We don't have many seminars down here. I wish there were more.


----------



## AmbikaGR (Dec 31, 2007)

I paid $300 for Bridget and Greg's 2 day seminar that will be held in February 2012 here in New Jersey. All the working spots filled in 2 days. Auditor spots are $175. It will be on "Advanced Motivational Techniques".


----------



## sammydog (Aug 23, 2008)

I have never been to a seminar... They all cost too much for me!

The way I look at it is take a seminar or trial for a weekend... I always choose the latter!


----------



## Loisiana (Jul 29, 2009)

Since I don't have a regular weekly class I can take, I justify the cost of one or two seminars a year as being what I would pay a year for classes.


----------



## sammydog (Aug 23, 2008)

That makes sense! I do take weekly classes!


----------



## Titan1 (Jan 19, 2010)

sammydog said:


> I have never been to a seminar... They all cost too much for me!
> 
> The way I look at it is take a seminar or trial for a weekend... I always choose the latter!


Totally agree. I am sure those trainers are wonderful and worth it to some.. I would rather do a trial myself.

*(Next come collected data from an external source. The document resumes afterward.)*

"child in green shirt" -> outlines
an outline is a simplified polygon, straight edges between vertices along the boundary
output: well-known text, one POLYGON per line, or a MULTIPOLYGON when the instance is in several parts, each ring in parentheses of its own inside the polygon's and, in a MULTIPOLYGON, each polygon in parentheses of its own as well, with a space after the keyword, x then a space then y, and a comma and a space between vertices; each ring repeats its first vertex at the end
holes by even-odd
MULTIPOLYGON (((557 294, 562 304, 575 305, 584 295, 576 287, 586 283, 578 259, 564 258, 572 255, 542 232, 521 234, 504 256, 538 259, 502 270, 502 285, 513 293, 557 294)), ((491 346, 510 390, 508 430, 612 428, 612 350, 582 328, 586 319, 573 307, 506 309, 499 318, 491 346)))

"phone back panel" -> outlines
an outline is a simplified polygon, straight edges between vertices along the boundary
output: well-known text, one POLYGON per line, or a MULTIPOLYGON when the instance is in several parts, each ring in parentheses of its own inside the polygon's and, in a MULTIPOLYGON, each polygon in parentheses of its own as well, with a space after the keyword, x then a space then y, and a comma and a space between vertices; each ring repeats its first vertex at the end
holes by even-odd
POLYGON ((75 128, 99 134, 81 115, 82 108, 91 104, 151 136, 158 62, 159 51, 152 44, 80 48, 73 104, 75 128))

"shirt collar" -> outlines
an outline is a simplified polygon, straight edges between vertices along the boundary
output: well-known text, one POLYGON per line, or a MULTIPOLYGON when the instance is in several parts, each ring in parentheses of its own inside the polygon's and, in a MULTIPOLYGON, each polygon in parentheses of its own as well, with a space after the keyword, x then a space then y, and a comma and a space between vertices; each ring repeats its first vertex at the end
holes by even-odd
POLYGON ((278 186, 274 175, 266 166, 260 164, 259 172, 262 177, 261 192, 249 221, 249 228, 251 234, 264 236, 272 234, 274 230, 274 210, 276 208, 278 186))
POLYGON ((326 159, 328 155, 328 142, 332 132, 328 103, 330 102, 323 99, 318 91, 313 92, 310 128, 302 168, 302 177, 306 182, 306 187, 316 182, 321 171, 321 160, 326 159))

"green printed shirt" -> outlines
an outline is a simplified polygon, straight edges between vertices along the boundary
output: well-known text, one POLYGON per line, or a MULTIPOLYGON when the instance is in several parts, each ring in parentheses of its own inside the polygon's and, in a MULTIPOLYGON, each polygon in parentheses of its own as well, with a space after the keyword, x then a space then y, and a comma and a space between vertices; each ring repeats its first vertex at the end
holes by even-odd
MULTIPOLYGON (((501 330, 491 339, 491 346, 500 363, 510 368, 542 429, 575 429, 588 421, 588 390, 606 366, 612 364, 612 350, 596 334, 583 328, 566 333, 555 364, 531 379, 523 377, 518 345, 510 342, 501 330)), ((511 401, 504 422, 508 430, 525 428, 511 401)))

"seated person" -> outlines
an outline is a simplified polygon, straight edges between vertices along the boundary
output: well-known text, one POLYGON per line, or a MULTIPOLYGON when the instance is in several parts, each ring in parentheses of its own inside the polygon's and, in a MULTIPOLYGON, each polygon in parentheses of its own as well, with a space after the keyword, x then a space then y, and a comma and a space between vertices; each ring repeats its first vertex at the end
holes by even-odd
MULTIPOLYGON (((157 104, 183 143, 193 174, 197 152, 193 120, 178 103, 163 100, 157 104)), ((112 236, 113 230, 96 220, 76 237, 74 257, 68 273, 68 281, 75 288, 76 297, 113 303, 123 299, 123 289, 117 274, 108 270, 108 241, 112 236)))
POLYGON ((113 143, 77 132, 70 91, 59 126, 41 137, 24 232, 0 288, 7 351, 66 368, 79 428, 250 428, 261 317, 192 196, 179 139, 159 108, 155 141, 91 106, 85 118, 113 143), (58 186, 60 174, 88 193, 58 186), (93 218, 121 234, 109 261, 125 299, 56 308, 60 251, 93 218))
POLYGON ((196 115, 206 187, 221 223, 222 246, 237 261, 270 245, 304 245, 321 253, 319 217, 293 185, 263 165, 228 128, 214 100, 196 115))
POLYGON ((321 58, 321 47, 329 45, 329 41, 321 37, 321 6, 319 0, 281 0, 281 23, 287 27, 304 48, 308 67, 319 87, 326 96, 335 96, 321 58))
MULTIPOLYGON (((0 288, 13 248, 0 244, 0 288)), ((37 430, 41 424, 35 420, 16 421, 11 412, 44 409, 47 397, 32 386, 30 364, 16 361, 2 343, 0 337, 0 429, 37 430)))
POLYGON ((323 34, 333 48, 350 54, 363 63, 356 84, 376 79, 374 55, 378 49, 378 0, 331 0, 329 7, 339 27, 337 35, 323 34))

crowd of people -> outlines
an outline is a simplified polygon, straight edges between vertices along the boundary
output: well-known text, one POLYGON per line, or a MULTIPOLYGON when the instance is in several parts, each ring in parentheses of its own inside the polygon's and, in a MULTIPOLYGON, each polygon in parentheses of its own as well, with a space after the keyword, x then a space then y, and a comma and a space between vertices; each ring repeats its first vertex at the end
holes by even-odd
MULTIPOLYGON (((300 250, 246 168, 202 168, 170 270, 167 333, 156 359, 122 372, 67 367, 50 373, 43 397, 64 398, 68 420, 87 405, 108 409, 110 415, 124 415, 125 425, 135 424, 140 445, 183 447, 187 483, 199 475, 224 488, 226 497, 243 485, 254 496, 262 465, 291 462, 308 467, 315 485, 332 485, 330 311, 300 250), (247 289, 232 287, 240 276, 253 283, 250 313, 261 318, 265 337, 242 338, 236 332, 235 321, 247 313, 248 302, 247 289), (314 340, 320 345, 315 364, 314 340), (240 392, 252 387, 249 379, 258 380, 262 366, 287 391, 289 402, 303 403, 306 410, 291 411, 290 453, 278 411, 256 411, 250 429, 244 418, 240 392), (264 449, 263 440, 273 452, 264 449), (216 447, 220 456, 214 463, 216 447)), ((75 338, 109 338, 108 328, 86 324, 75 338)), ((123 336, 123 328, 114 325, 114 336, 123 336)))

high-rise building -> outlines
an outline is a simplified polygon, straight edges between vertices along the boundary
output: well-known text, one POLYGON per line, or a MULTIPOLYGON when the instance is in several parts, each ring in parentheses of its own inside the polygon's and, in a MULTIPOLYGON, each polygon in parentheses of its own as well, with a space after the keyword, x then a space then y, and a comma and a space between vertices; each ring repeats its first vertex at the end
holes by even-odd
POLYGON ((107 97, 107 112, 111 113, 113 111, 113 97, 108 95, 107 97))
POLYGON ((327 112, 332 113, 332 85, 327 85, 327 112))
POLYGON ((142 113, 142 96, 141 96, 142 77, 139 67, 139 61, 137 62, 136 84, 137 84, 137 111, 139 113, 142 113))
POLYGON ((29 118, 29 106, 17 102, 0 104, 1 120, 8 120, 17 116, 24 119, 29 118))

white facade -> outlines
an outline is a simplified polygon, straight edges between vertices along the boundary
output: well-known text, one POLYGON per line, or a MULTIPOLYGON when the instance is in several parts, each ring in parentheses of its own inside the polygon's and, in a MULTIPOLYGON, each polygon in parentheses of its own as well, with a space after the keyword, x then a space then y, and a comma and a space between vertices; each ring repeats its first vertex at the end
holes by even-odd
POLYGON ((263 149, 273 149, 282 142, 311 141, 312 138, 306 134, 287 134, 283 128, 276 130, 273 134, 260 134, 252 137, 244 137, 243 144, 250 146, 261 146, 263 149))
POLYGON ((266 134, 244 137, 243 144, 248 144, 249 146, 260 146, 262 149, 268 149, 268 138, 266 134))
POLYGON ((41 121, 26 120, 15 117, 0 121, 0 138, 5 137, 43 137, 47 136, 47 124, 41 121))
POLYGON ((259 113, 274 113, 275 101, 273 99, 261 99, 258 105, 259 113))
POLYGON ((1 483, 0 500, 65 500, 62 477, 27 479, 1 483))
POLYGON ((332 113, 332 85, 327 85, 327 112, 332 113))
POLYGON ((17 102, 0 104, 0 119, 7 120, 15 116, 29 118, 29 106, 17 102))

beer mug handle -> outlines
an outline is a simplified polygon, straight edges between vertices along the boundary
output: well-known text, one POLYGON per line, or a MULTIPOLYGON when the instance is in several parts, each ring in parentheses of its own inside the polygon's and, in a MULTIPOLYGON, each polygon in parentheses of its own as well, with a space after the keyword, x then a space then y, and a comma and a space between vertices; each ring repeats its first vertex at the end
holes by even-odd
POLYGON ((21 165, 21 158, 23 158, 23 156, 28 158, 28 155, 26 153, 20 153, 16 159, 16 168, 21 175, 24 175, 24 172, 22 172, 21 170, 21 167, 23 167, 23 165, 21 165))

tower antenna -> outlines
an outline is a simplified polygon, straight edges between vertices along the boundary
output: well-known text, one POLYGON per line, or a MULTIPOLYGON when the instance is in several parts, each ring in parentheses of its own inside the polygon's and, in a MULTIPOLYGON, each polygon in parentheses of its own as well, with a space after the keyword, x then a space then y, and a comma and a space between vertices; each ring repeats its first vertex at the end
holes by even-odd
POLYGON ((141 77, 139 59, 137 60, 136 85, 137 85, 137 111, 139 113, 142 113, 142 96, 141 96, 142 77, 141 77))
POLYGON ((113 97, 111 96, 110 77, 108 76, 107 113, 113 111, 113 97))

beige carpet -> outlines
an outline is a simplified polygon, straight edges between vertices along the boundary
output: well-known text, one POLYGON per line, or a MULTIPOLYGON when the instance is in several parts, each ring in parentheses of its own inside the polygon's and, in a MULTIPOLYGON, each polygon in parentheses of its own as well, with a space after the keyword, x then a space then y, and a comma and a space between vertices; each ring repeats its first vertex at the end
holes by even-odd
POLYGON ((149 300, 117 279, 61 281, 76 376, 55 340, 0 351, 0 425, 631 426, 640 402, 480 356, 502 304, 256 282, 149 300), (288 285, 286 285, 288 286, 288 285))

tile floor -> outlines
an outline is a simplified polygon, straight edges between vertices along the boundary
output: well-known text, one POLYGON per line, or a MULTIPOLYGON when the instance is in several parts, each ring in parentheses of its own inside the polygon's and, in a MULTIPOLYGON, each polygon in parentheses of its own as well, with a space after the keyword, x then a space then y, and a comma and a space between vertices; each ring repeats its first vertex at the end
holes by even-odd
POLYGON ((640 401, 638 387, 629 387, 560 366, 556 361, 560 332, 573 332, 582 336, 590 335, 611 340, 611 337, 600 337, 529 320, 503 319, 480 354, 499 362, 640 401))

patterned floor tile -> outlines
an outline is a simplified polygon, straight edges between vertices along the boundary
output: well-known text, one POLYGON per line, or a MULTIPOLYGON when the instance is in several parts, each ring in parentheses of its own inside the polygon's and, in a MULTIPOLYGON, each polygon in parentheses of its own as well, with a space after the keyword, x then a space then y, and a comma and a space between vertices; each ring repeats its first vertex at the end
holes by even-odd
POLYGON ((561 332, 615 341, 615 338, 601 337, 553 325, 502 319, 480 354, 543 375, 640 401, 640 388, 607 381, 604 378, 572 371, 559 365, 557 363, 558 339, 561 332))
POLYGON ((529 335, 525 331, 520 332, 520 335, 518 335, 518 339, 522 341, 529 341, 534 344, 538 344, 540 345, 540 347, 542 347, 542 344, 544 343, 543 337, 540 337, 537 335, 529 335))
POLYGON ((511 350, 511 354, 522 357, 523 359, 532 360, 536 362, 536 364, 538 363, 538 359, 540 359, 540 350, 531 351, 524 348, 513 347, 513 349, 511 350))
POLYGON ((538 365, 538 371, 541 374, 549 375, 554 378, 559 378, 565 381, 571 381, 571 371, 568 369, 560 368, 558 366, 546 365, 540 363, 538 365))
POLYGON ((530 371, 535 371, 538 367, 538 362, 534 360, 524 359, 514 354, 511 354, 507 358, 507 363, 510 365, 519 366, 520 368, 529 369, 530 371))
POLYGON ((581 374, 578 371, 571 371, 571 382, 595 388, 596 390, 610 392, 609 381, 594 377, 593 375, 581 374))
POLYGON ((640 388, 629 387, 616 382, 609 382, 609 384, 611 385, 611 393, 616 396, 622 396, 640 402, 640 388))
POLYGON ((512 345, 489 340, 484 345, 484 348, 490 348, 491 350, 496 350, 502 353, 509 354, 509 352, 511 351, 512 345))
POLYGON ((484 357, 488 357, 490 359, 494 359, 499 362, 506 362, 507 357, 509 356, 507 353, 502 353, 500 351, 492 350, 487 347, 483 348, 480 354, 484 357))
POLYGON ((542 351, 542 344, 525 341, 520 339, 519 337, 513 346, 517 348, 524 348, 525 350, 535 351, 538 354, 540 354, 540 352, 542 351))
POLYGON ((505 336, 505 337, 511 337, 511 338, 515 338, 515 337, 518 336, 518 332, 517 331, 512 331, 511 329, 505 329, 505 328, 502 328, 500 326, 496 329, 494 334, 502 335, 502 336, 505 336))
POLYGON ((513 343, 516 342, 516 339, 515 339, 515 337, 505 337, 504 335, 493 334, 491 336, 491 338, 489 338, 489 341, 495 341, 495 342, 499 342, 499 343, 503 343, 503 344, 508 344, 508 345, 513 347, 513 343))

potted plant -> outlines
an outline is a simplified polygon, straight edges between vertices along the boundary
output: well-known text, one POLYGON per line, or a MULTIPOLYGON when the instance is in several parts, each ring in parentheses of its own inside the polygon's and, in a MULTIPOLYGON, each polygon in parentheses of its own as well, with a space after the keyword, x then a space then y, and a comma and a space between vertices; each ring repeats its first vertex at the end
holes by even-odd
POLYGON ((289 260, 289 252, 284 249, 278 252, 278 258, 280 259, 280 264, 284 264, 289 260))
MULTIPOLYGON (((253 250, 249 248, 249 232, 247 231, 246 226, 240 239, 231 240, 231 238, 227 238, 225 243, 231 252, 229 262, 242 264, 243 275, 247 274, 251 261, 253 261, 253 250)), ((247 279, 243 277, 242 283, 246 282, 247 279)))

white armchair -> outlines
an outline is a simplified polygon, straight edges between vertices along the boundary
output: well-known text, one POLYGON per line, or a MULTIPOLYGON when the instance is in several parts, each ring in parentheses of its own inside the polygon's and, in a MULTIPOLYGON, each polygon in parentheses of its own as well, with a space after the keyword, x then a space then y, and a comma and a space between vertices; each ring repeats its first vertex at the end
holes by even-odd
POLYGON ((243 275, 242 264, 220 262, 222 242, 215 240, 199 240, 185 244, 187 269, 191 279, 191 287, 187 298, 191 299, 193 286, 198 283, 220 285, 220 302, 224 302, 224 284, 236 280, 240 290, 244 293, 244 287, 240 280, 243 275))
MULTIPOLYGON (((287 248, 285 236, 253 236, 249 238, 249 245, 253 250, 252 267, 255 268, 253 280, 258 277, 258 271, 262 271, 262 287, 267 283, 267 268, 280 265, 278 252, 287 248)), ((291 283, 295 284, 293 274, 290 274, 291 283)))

I teach classes so I don't have to pay for classes I take there.


----------



## AmberSunrise (Apr 1, 2009)

I looked at that one, but noticed it was filled. There is another in the late spring in Warwick Rhode Island the end of April - I have to think about that one 



AmbikaGR said:


> I paid $300 for Bridget and Greg's 2 day seminar that will be held in February 2012 here in New Jersey. All the working spots filled in 2 days. Auditor spots are $175. It will be on "Advanced Motivational Techniques".


----------



## Tamarackgoldens (Mar 10, 2010)

I am fortunate to live in Bridgets neck of the woods and have taken a couple private lessons and attended a few seminars. Also do our field work with her parents. She is well worth the $$$ and is very generous with sticking around to answer individual questions and help with problems. If money is issue (as it is for all of us) check out her web site. She has a lot of training clips on it and you can buy her DVDs. You can also rent them on bowwow flix. She is very motivating.


----------



## DNL2448 (Feb 13, 2009)

Thank you Sue, you are very fortunate!

I have been to two of Bridgets seminars and have took private lesson when she was here in June. She is, in a word, AWESOME, however, I cannot justify double the cost. I may to take just a private lesson, if they are offering them again.

ETA: I have her DVD's as well.


----------